RAG-enhanced LLMs improve medical coding accuracy in EDs, suggesting clinical workflow applications. These findings show that generative AI can improve clinical outcomes and reduce administrative burdens.
This work was supported in part through the computational and data resources and staff expertise provided by Scientific Computing and Data at the Icahn School of Medicine at Mount Sinai and supported by the Clinical and Translational Science Awards (CTSA) grant UL1TR004419 from the National Center for Advancing Translational Sciences. Research reported in this publication was also supported by the Office of Research Infrastructure of the National Institutes of Health under award number S10OD026880 and S10OD030463. The content is solely the responsibility of the authors and does not necessarily represent the official views of the National Institutes of Health. The funders played no role in study design, data collection, analysis and interpretation of data, or the writing of this manuscript.

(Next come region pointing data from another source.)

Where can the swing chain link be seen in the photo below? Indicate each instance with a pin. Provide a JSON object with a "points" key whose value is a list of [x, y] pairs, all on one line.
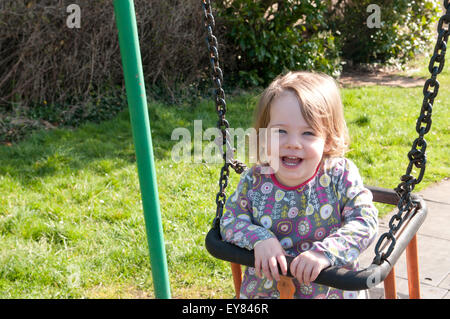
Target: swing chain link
{"points": [[417, 154], [221, 109]]}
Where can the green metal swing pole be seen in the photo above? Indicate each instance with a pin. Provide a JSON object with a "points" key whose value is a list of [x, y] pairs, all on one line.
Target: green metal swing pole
{"points": [[137, 104]]}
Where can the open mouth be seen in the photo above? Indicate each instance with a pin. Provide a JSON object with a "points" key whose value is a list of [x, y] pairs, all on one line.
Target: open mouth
{"points": [[291, 161]]}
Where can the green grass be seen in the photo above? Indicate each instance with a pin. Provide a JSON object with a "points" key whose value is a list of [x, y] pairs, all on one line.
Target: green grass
{"points": [[71, 221]]}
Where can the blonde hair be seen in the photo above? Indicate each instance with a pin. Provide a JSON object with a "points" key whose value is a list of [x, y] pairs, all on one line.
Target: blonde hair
{"points": [[320, 104]]}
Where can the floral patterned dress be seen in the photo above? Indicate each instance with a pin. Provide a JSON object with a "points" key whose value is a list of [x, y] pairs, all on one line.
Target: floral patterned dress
{"points": [[332, 213]]}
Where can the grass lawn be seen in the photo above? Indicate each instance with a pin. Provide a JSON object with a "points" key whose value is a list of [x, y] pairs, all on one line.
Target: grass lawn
{"points": [[71, 221]]}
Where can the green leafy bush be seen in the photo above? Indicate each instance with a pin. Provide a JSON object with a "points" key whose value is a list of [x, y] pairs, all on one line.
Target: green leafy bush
{"points": [[269, 37], [405, 29]]}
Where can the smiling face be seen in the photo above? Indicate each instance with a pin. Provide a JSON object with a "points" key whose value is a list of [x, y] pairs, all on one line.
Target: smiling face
{"points": [[294, 149]]}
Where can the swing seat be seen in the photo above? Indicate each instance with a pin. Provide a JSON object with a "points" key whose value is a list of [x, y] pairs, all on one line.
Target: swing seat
{"points": [[338, 277]]}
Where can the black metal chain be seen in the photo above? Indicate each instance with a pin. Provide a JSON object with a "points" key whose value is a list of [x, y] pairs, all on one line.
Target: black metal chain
{"points": [[221, 109], [417, 154]]}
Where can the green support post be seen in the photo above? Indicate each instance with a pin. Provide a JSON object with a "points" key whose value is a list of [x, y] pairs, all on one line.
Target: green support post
{"points": [[137, 104]]}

A study showed AI models with retrieval-augmented generation outperformed human doctors in ED diagnostic coding accuracy and specificity. Even smaller AI models perform favorably when using RAG. This suggests potential for reducing administrative burden in healthcare, improving coding efficiency, and enhancing clinical documentation.
准确的医学编码对于临床和管理目的至关重要,但过程复杂、耗时且存在偏差。本研究比较了检索增强生成(RAG)增强的大语言模型(LLM)与医疗机构工作人员分配的代码,以从急诊科(ED)临床记录中生成ICD - 10 - CM代码。
采用回顾性队列研究,从西奈山医疗系统2024年1月至4月随机选取500例急诊就诊病例。RAG系统将过去1,038,066例急诊就诊数据(2021 - 2023年)整合到LLM的预测中,以提高编码准确性。对9个商业和开源LLM进行了评估。主要结果是对RAG增强的LLM生成的ICD - 10 - CM代码与原始医疗机构工作人员分配的代码进行直接比较。由4名医生和2个LLM组成的小组对代码进行盲审,比较RAG增强的LLM和医疗机构工作人员分配的代码在准确性和特异性方面的表现。
RAG增强的LLM在代码分配的准确性和特异性方面均表现出优于医疗机构编码人员的性能。在对GPT - 4与医疗机构工作人员分配的代码存在差异的200例病例进行的针对性评估中,人工评审者在447例中认为GPT - 4的准确性更高,而认为医疗机构工作人员的代码更优的情况为277例(p<0.001)。同样,在509例中GPT - 4因其更高的特异性而被选中,而人工编码人员仅在181例中被优先选择(p<0.001)。较小的开放获取模型,如Llama - 3.1 - 70B,在通过RAG增强后也表现出显著的可扩展性,其准确性被优先选择的情况有218例,而医疗机构工作人员的代码为90例。此外,在所有模型中,LLM生成的代码与医疗机构工作人员分配的代码之间的精确匹配率在整合RAG后显著提高,Qwen - 2 - 7B从0.8%提高到17.6%,Gemma - 2 - 9b - it从7.2%提高到26.4%。
RAG增强的LLM提高了急诊科的医学编码准确性,表明其在临床工作流程中的应用潜力。这些发现表明生成式人工智能可以改善临床结果并减轻管理负担。
这项工作部分得到了西奈山伊坎医学院科学计算与数据提供的计算和数据资源以及工作人员专业知识的支持,并得到了美国国立转化医学推进中心的临床和转化科学奖(CTSA)资助UL1TR004419。本出版物中报告的研究还得到了美国国立卫生研究院研究基础设施办公室授予的S10OD026880和S10OD030463号奖项的支持。内容完全由作者负责,不一定代表美国国立卫生研究院的官方观点。资助者在研究设计、数据收集、数据分析和解释或本稿件的撰写过程中没有发挥任何作用。
一项研究表明,具有检索增强生成功能的人工智能模型在急诊科诊断编码准确性和特异性方面优于人类医生。即使是较小的人工智能模型在使用RAG时也表现出色。这表明在医疗保健领域减轻管理负担、提高编码效率和增强临床文档记录方面具有潜力。